8 今後の相談
疑問が残った加護の確認のあと、プリエステスと一緒に今後、どうしたらよいのかを相談する。
プリンスは死んでいるので、俺は別の人として生きていかねばならない。
それは、プリンスという権威から外れて生きるので、今までのような経済的な自由はなくなるだろう。働いてお金を稼ぐ必要が出てくる。王家の者以外はみんなしていることだ。
また、王家という権威、いわば、しがらみがなくなるので、自由に生きることができる。妹がしたかった生活だ。
俺は王位について立派な政を行い、国を発展させることが使命だと思っていた。その俺が自由の身になり、自由な生活を夢見ていた妹が、今のままだと王位につかなければならない。

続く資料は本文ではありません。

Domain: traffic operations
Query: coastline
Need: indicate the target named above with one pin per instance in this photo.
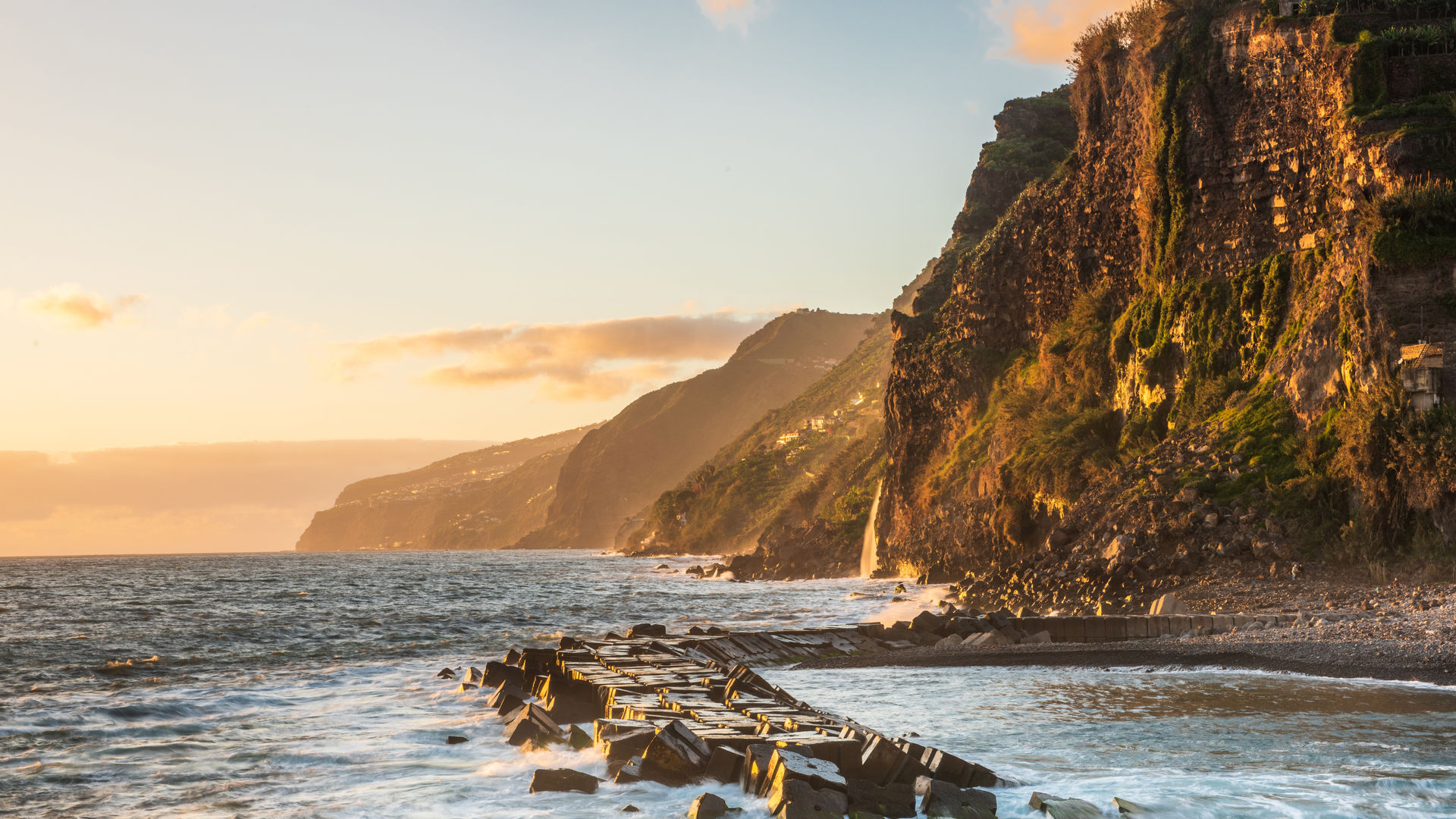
(1357, 657)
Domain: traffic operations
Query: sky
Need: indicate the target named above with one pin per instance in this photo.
(460, 219)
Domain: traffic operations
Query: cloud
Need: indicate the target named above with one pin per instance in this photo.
(733, 14)
(568, 362)
(1043, 31)
(71, 305)
(188, 497)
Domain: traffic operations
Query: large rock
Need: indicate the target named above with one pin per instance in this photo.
(535, 726)
(893, 802)
(708, 806)
(946, 800)
(676, 755)
(1059, 808)
(1168, 605)
(563, 780)
(802, 800)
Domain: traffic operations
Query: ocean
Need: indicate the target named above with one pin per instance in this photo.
(303, 686)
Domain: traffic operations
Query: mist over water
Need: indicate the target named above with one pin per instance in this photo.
(302, 686)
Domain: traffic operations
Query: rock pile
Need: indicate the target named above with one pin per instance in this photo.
(679, 710)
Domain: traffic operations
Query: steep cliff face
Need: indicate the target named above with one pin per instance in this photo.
(811, 461)
(622, 466)
(476, 500)
(1226, 261)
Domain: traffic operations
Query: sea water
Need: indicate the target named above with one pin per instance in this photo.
(303, 686)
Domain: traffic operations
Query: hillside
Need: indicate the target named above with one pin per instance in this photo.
(645, 449)
(476, 500)
(1196, 340)
(781, 465)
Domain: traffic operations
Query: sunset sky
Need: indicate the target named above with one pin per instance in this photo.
(469, 221)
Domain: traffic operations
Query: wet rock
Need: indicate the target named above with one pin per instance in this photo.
(726, 764)
(946, 800)
(579, 739)
(708, 806)
(802, 800)
(563, 780)
(1123, 548)
(892, 802)
(507, 698)
(533, 726)
(1130, 808)
(676, 755)
(497, 672)
(1059, 808)
(929, 623)
(631, 771)
(625, 745)
(1168, 605)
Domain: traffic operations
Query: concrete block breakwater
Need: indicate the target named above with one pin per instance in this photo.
(688, 708)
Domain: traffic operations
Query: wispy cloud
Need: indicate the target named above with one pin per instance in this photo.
(733, 14)
(73, 306)
(1043, 31)
(568, 362)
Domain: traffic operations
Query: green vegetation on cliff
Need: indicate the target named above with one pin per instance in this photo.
(799, 463)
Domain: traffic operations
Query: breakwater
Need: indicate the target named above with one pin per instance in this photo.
(689, 708)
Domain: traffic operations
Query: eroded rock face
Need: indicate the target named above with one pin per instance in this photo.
(1260, 165)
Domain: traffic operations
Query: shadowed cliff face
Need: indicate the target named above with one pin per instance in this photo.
(1207, 265)
(476, 500)
(655, 441)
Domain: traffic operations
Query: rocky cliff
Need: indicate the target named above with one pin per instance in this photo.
(476, 500)
(622, 466)
(811, 464)
(1183, 343)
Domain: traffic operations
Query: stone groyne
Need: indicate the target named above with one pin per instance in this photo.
(689, 708)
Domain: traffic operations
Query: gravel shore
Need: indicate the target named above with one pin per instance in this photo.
(1379, 645)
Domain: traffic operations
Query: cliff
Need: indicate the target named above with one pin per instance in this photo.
(801, 464)
(476, 500)
(1183, 344)
(645, 449)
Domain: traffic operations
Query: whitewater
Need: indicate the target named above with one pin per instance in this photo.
(303, 686)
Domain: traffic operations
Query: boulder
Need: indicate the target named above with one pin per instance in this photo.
(563, 780)
(949, 802)
(726, 764)
(1168, 605)
(507, 698)
(579, 739)
(801, 800)
(533, 726)
(786, 765)
(929, 623)
(892, 802)
(1122, 550)
(498, 672)
(708, 806)
(1059, 808)
(631, 771)
(676, 755)
(1130, 808)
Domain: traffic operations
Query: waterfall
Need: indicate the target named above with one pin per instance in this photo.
(868, 558)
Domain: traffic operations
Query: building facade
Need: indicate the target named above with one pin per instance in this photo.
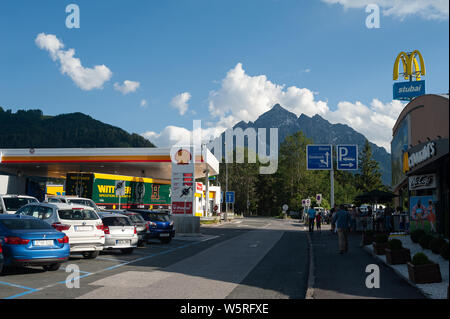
(419, 154)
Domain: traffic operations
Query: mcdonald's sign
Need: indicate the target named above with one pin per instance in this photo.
(410, 65)
(411, 69)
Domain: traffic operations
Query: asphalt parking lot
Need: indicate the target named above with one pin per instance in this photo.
(26, 281)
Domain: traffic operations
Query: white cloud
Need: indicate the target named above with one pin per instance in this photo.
(85, 78)
(245, 97)
(375, 121)
(127, 87)
(143, 103)
(180, 102)
(429, 9)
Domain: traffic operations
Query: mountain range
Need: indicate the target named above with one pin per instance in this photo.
(32, 129)
(319, 130)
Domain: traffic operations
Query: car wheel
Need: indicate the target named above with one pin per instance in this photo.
(166, 240)
(141, 243)
(52, 267)
(90, 254)
(127, 250)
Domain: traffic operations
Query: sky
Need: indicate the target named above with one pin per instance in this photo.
(152, 67)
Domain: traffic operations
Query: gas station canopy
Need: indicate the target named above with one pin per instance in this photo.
(139, 162)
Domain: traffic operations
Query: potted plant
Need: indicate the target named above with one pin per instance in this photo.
(396, 254)
(436, 244)
(424, 241)
(368, 237)
(423, 271)
(416, 234)
(380, 243)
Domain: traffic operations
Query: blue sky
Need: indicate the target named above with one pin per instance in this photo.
(230, 58)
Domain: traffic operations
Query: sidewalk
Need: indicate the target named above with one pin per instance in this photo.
(435, 290)
(343, 276)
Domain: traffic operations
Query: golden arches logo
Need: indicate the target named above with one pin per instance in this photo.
(410, 65)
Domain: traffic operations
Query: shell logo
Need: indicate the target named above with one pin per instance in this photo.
(183, 157)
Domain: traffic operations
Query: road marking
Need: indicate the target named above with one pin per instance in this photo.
(31, 290)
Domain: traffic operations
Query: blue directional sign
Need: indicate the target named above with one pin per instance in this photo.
(229, 197)
(408, 90)
(347, 157)
(319, 157)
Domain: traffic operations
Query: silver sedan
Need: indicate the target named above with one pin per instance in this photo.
(120, 233)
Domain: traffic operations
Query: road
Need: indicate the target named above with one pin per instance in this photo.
(249, 258)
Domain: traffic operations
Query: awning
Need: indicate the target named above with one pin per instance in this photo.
(139, 162)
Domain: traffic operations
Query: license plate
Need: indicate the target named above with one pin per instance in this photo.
(83, 228)
(43, 243)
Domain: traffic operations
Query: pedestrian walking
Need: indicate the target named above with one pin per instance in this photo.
(333, 212)
(342, 221)
(319, 221)
(312, 217)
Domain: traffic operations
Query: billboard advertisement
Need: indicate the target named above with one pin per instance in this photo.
(422, 213)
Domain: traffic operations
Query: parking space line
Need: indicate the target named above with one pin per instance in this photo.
(31, 290)
(112, 259)
(17, 286)
(28, 290)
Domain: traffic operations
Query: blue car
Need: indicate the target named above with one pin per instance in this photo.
(159, 225)
(29, 241)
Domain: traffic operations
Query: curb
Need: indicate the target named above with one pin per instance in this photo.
(311, 278)
(397, 272)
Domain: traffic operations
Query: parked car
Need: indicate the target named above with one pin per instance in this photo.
(10, 203)
(73, 200)
(137, 221)
(120, 233)
(160, 225)
(1, 257)
(29, 241)
(81, 224)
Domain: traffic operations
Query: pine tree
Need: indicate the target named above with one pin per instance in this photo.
(370, 176)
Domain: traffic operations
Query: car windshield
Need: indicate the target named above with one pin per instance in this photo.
(14, 203)
(24, 224)
(116, 221)
(82, 202)
(158, 217)
(135, 218)
(77, 214)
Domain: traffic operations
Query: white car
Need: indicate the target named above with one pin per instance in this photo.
(120, 232)
(80, 223)
(73, 200)
(10, 203)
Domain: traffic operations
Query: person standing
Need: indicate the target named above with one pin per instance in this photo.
(342, 221)
(319, 221)
(312, 217)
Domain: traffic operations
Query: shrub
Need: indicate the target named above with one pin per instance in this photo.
(444, 251)
(420, 259)
(436, 244)
(424, 241)
(416, 234)
(381, 238)
(369, 233)
(395, 244)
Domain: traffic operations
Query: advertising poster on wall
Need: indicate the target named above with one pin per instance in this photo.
(183, 181)
(423, 213)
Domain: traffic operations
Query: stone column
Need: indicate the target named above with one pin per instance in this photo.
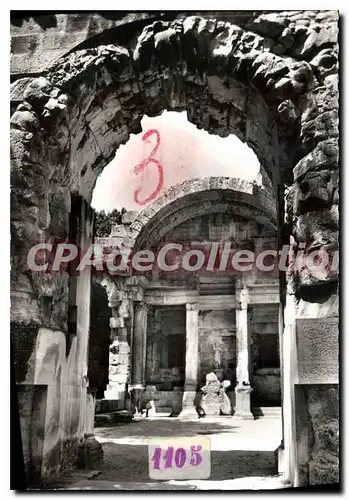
(191, 362)
(139, 345)
(243, 388)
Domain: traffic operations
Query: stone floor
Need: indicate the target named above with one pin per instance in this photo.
(242, 455)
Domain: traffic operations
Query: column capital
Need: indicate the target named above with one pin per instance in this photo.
(192, 307)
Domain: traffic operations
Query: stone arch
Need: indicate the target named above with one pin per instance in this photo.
(202, 196)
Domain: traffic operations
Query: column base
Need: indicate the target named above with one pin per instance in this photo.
(188, 411)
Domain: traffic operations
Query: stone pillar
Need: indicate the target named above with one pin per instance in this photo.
(191, 363)
(243, 388)
(119, 356)
(139, 345)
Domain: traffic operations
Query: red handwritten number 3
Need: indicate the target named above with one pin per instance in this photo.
(141, 166)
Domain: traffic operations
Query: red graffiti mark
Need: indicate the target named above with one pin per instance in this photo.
(150, 159)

皮肉なものだ。
プリエステスにこれからどうするのかを聞くと、一度首都に戻り、現王、プリンセスに、ことの次第を報告をしなければならないという。
首都には既にプリンスが亡くなった報告と遺品の剣が送られている。実は生きているのだから、そのことをきちんと報告しないわけにもいかない。かってに取ってしまったとはいえ、宝物庫のハイエリクサーで命を吹き返したという報告をして、顔を立ててあげないとプリンセスもかわいそうだというのだ。
報告を終えたあとはまたトリアルに戻るので、戻ったあとは俺に任せるという。
俺は頭の中を整理して、まずは二つのわからないことを明らかにしようと決めた。
一つは、俺を殺そうとした二人は誰の指示を受けたのか、黒幕は誰かということだ。目的は噂にあるような国の乗っ取りなのか、それ以外なのかは、今はわからない。黒幕が分かれば、目的もはっきりするだろう。
もう一つはプリエステスの読めない二つの加護はなにか、どのような能力が発動するのか、ということだ。王家の加護よりも上位に位置しているので、証明乃杖で加護を調べられても、水晶をこすらない限り、俺が王家の人間だと知られることはないだろう。
俺はそのことをプリエステスに説明したあと、この二つの謎を解明するために、探索者となって旅をしようと思うと話した。するとプリエステスは、それでは一緒に旅をしてもいいですか、と俺に問う。
プリエステスには命を救ってもらったし、回復魔法を使える者がいれば、なにかと助かる。断る理由などなかった。
「それでは首都から帰るのをトリアルで待っているよ。一緒に旅に出よう。待っている間に、いろいろ用意をしておくから」
俺がそう言うと、プリエステスは、小さく二回うなずき、待っていてくださいね、そう言って首を少し傾けて笑った。